The decline in corrugated cardboard at the city’s landfill is estimated to have saved 239,360 trees, 30 million pounds of carbon dioxide emissions and 1.5 million gallons of gas, the Lincoln Journal Star reported.
Cardboard made up 2.4% of the waste entering the landfill last year, down from 9.4% in 2017, according to Donna Garden, assistant director of Lincoln’s Transportation and Utilities Department.
Garden wrote in a report to city officials that Lincoln’s public recycling sites have seen the amount of cardboard dropped off by residents double since the ban took effect last April. But the cost of running those 29 drop-off sites has also doubled.
Lincoln expects to pay about $900,000 a year to Von Busch Refuse to haul away recyclables from the public sites, Garden said.
Costs are partially offset by revenue from selling the cardboard, but returns have dropped due to changing markets and processing companies paying less for the material. Lincoln made roughly $295,000 from the material’s sales in fiscal year 2016-2017. Garden projects the city’s annual revenue from cardboard will be around $217,000 for a full fiscal year.

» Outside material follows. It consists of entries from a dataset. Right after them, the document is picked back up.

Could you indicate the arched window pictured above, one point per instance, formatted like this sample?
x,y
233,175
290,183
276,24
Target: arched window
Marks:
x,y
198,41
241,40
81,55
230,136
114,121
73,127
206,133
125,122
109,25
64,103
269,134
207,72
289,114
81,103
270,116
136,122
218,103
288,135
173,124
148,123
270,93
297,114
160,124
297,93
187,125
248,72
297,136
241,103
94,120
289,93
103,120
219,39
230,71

The city’s Transportation and Utilities Department plans to consider expanding the landfill ban, Garden said.
The ordinance was originally part of a broader effort that would’ve eventually banned all paper, but Mayor Chris Beutler could only get City Council approval for cardboard.
The issue was recently debated by two candidates running for mayor in the May 7 election.
Candidate Cyndi Lamm believes that Lincoln shouldn’t have “mandated recycling to begin with,” while opponent Leirion Gaylor Baird said she would look for bipartisan support to expand the landfill ban.